El Lirio se alza en el Sendero Floral en el corazón del Coturno, el peor barrio de Enebro, donde el sabor de la muerte flota en cada lengua y los hombres valoran menos la vida que una hora de calor o una comida decente. Su parte delantera se inclina contra su vecino de la derecha, aferrándose a él en busca de apoyo como uno de sus borrachos clientes. Su parte trasera se decanta en dirección opuesta. Sus costados de desnuda madera exhiben leprosas manchas de podredumbre gris. Sus ventanas están tapiadas con trozos de madera con harapos embutidos entre ellos. Su techo exhibe agujeros a través de los cuales aúlla y muerde el viento cuando sopla desde las montañas Wolander. En las montañas, incluso en un día de verano, los glaciares parpadean como distantes venas de plata.
Los vientos marinos son poco mejores. Traen consigo una helada humedad que mordisquea los huesos y envía témpanos de hielo derivando por el puerto.
Las escabrosas estribaciones de las Wolander se tienden hacia el mar, flanqueando el Río Puerto, formando como unas manos en copa que retienen la ciudad y el puerto. La ciudad cabalga el río, ascendiendo por las alturas a ambos lados.
La riqueza está en el propio Enebro, arriba y lejos del río. La gente del Coturno, cuando alza los ojos de su miseria, ve las casas de los ricos allá arriba, sus narices alzadas al aire, mirándose las unas a las otras a través del valle.
Más arriba todavía, coronando las crestas, hay dos castillos. En la altura el sur se alza Tejadura, bastión hereditario de los duques de Enebro. Tejadura se halla en una condición escandalosamente lamentable. A la mayoría de las estructura de Enebro les ocurre lo mismo.
Debajo de Tejadura se encuentra el centro devocional de Enebro, el Recinto, debajo del cual están las Catacumbas. Allá descansan medio centenar de generaciones, aguardando el Día del Tránsito, protegidos por los Custodios de los Muertos.

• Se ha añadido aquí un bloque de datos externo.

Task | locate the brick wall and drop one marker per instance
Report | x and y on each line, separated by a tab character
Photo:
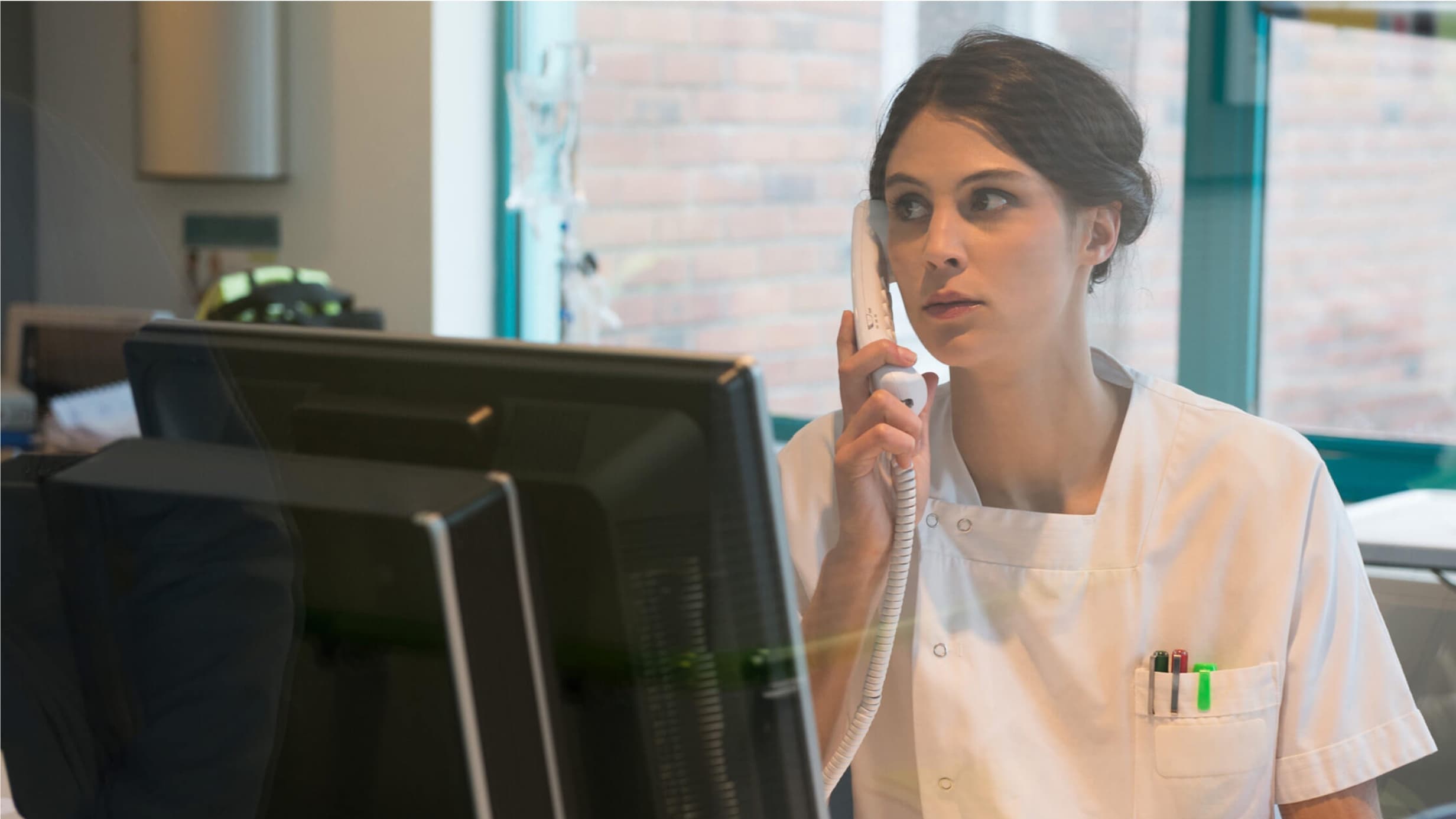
724	146
726	143
1360	301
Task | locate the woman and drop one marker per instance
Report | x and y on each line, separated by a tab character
1074	515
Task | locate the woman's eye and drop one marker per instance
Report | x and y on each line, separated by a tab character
909	209
989	200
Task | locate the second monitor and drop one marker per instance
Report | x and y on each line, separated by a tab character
647	492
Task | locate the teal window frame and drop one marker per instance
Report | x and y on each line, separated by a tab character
509	222
1222	254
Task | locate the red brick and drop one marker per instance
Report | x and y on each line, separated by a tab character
755	222
797	258
820	220
824	72
734	28
653	22
774	336
727	186
637	311
763	69
638	269
691	148
842	184
629	146
829	146
717	264
637	340
749	301
804	404
688	226
827	293
620	64
800	370
654	107
615	228
651	187
759	145
692	67
599	22
602	107
849	35
765	107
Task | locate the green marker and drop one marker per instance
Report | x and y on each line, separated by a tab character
1204	694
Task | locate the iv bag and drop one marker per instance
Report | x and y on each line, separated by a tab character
545	127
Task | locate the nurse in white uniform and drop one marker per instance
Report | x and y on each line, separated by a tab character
1074	515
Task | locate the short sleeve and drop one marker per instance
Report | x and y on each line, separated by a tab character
1347	713
807	490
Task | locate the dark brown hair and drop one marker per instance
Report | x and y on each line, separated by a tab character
1050	110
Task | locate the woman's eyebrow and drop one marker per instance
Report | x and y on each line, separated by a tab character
977	177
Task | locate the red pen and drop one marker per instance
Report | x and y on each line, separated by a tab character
1180	665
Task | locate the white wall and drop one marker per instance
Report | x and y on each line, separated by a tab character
463	168
357	202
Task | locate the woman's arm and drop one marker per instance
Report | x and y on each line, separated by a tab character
835	629
1359	802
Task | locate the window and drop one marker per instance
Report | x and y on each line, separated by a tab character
724	146
1359	299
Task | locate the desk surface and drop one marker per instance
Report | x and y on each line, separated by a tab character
1416	529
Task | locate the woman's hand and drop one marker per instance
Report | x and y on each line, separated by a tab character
876	423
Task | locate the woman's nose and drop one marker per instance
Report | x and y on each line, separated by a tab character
944	244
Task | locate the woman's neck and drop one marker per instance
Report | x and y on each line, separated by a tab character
1039	436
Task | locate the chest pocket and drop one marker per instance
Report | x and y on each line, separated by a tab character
1216	763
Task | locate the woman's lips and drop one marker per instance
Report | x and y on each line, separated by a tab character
951	310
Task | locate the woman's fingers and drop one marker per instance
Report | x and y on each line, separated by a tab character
881	408
855	365
861	455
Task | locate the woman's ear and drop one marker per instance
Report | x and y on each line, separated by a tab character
1103	228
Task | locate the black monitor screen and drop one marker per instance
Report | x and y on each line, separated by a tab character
648	505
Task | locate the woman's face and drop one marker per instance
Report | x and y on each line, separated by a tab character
990	263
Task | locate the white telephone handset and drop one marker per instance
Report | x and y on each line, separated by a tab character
873	321
874	318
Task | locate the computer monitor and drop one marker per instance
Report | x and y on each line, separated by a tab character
238	633
650	506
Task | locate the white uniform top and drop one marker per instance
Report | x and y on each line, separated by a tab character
1018	685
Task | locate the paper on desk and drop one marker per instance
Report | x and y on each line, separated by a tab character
105	411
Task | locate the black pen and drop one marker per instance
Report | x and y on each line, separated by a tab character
1156	664
1180	665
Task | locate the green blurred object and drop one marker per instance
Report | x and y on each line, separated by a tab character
284	295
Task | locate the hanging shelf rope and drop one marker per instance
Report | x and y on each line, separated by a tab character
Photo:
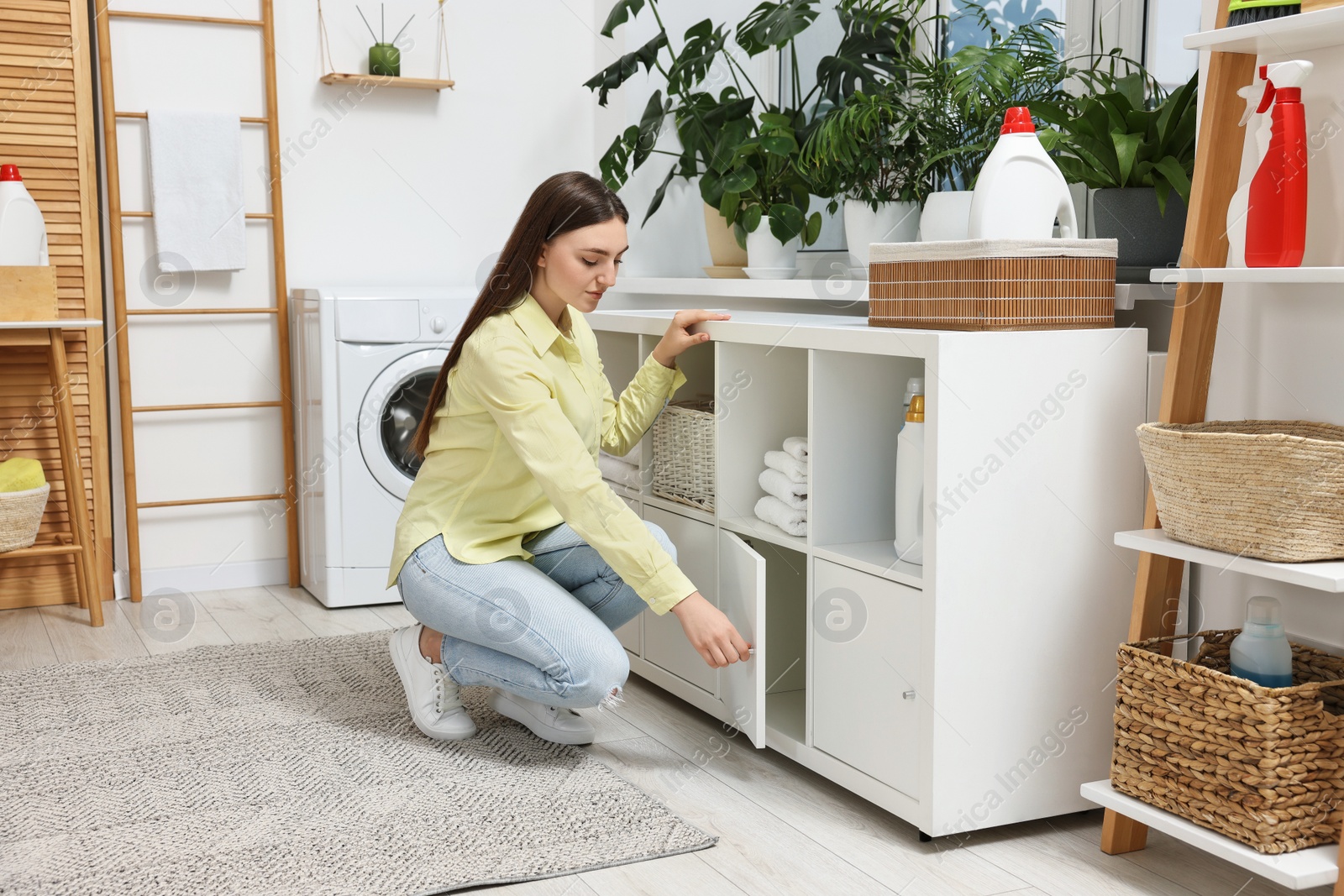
441	62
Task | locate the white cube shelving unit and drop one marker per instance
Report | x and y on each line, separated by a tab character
968	692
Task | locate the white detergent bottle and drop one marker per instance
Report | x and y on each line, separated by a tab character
1261	653
909	542
1258	97
1021	191
24	233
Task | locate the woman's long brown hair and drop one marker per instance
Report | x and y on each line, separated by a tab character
561	203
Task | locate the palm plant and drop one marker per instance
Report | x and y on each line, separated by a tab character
963	97
1133	134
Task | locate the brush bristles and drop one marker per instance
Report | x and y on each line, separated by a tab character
1247	15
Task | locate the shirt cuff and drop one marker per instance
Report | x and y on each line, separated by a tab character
665	589
662	380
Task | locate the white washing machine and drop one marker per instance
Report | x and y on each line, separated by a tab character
365	360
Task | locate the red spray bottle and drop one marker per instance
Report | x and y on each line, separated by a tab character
1276	219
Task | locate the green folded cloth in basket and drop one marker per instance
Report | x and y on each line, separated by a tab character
20	474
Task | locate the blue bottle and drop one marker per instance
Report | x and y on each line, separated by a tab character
1261	652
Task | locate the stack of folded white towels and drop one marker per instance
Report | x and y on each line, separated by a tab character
622	470
785	483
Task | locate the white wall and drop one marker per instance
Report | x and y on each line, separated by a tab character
1278	354
393	187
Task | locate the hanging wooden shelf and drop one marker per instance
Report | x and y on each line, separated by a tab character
385	81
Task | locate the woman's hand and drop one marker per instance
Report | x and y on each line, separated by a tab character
676	340
710	631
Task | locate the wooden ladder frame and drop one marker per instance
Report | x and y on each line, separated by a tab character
118	282
1189	355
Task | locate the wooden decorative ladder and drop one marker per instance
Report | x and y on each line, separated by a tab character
265	27
1233	56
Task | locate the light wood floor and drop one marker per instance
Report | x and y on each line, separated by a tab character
783	829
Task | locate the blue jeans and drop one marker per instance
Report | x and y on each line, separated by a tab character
541	629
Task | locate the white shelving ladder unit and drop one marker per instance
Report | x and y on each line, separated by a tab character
1184	394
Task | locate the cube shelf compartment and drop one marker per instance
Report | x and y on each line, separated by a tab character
916	687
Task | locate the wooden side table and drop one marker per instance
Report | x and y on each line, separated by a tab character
47	332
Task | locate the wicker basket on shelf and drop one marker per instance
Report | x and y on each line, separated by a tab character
1263	766
994	284
20	516
683	452
1267	490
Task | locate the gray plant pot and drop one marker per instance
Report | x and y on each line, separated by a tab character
1129	215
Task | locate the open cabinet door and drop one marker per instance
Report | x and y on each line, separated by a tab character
743	600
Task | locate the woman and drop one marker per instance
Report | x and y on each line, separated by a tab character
512	553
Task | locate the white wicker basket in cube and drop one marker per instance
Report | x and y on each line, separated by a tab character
20	516
683	453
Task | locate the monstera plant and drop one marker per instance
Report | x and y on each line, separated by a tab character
743	149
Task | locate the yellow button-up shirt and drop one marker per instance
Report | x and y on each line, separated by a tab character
514	449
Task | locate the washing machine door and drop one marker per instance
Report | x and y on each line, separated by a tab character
396	402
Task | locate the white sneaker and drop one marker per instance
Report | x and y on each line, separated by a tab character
558	725
430	692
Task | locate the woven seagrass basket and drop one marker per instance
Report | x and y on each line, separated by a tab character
994	284
683	452
20	516
1267	490
1263	766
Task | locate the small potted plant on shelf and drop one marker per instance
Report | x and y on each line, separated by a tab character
746	160
870	152
1133	145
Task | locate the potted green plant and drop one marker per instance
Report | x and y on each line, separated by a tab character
870	150
963	98
1135	147
746	160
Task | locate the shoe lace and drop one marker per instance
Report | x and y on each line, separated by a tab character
440	687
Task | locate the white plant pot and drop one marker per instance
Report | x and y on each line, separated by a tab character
947	215
891	223
766	253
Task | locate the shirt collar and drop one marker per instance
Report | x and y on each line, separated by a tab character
537	324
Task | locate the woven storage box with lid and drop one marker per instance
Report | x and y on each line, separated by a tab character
1267	490
994	284
683	452
1263	766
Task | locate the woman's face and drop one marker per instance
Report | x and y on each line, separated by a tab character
580	265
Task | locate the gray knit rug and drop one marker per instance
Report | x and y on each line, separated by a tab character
291	768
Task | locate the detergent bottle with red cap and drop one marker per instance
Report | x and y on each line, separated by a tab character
1276	215
24	233
1021	191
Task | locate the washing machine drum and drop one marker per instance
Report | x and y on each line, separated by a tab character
394	405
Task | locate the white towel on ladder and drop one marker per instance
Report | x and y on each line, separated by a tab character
197	187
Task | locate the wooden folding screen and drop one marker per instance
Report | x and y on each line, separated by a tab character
47	129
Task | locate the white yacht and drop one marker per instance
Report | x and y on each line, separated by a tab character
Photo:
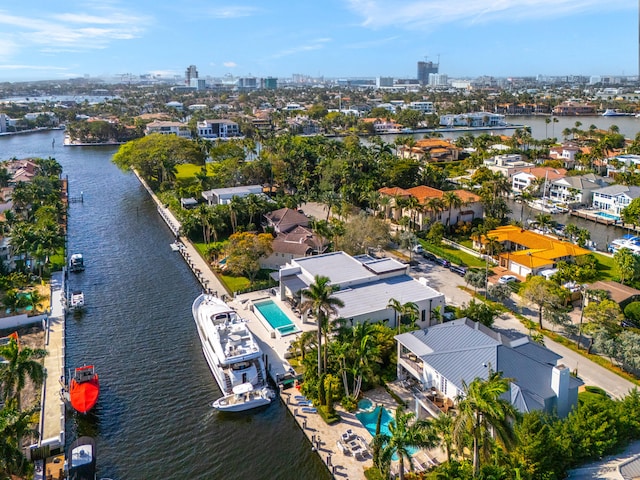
233	355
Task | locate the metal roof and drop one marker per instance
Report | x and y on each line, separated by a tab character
374	297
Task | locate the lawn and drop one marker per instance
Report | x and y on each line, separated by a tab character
454	255
605	267
188	170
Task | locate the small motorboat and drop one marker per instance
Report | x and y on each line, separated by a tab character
244	397
84	389
81	459
76	301
76	263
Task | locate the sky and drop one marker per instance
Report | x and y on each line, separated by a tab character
59	39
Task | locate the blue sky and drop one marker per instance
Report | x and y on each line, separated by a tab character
49	39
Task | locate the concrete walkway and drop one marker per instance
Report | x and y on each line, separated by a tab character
52	414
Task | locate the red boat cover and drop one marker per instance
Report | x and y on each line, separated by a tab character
84	395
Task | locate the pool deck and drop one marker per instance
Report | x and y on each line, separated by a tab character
313	426
322	437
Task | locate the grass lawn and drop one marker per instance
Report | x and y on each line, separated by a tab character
189	170
605	267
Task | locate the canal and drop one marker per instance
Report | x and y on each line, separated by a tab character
153	419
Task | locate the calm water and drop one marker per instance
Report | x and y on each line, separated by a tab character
153	418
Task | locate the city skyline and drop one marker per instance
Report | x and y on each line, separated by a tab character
334	38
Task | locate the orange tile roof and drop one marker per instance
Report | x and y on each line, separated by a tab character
539	251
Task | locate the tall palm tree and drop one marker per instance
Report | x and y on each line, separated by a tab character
21	362
451	201
405	433
483	413
319	299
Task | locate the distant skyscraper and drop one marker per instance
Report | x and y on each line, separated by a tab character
424	69
190	74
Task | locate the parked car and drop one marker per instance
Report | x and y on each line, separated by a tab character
429	256
443	262
458	269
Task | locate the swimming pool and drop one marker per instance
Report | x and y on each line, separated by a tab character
369	420
608	216
275	317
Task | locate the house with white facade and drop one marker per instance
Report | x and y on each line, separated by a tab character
218	128
533	179
576	190
365	286
223	196
475	119
165	127
615	198
442	359
507	164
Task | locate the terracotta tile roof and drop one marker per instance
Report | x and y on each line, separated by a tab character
539	251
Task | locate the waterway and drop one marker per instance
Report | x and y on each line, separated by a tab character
153	419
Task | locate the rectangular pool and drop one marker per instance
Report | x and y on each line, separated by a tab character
369	420
275	317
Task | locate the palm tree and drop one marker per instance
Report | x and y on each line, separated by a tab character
20	364
451	200
405	433
319	299
481	413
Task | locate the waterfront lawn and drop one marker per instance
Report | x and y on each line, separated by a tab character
454	255
605	267
186	171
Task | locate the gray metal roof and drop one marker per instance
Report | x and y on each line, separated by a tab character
374	297
338	266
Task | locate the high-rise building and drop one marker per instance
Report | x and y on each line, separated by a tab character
190	74
424	69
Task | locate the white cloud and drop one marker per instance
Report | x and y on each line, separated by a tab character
73	31
417	14
232	11
316	44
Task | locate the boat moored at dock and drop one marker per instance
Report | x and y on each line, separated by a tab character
81	459
233	354
84	389
76	263
244	397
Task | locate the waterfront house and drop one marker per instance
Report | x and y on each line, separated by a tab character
425	213
532	179
577	190
441	359
507	164
285	219
571	108
566	153
365	285
615	198
297	242
218	128
528	253
430	149
168	128
223	196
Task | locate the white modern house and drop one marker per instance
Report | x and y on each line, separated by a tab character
615	198
218	128
365	285
576	190
223	196
164	127
442	358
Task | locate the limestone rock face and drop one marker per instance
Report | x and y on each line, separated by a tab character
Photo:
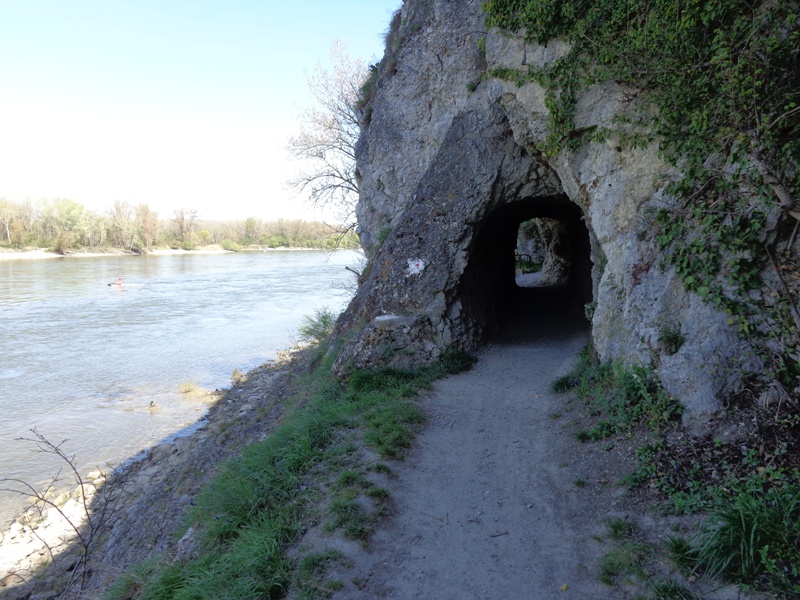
449	166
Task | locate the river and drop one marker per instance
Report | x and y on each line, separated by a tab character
82	361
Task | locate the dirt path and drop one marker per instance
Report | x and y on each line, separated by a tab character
497	500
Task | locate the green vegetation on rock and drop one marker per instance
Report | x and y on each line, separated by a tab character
747	487
715	85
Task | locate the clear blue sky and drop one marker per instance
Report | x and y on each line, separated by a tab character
177	103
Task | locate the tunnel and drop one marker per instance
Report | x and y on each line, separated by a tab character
496	296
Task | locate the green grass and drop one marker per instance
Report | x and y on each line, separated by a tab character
256	507
624	396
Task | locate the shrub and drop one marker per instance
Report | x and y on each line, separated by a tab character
755	536
318	327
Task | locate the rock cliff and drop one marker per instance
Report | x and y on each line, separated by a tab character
449	167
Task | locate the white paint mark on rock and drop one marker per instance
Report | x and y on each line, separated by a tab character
415	266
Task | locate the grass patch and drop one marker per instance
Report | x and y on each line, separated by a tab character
749	488
311	572
623	563
256	507
623	396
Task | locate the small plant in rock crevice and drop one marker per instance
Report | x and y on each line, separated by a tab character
670	339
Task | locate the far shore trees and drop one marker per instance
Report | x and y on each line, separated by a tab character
66	226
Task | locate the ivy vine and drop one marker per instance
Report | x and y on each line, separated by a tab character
718	86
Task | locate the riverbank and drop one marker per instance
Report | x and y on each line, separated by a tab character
292	492
134	509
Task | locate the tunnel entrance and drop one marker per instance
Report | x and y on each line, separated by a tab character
530	259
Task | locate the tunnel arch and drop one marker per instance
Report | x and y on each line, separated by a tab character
488	289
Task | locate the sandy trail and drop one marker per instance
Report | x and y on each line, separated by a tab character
486	505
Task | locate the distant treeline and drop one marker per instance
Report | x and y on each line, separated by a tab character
64	225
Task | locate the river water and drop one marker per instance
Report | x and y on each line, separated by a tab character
82	361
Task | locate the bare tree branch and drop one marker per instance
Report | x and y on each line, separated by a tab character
327	138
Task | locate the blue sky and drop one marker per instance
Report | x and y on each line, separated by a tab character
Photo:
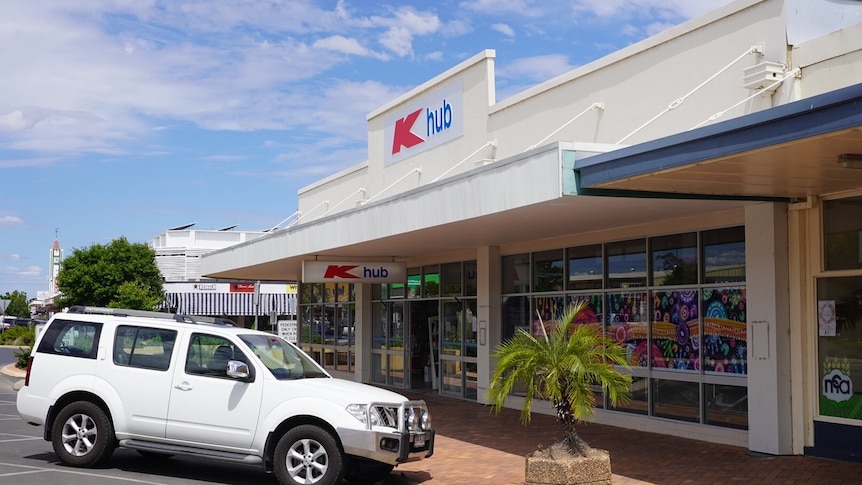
123	118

En el risco norte se alza una fortaleza incompleta llamada simplemente el castillo negro. Su arquitectura es extraña. Grotescos monstruos se asoman por sus almenas. Las serpientes se retuercen en congeladas agonías en sus paredes. No hay uniones en el material parecido a la obsidiana que lo forma. Y el lugar crece.
La gente de Enebro ignora la existencia del castillo, su crecimiento. No desean saber lo que ocurre allá arriba. Raras veces tienen tiempo de detenerse en su lucha constante por la supervivencia para alzar los ojos hasta tan arriba.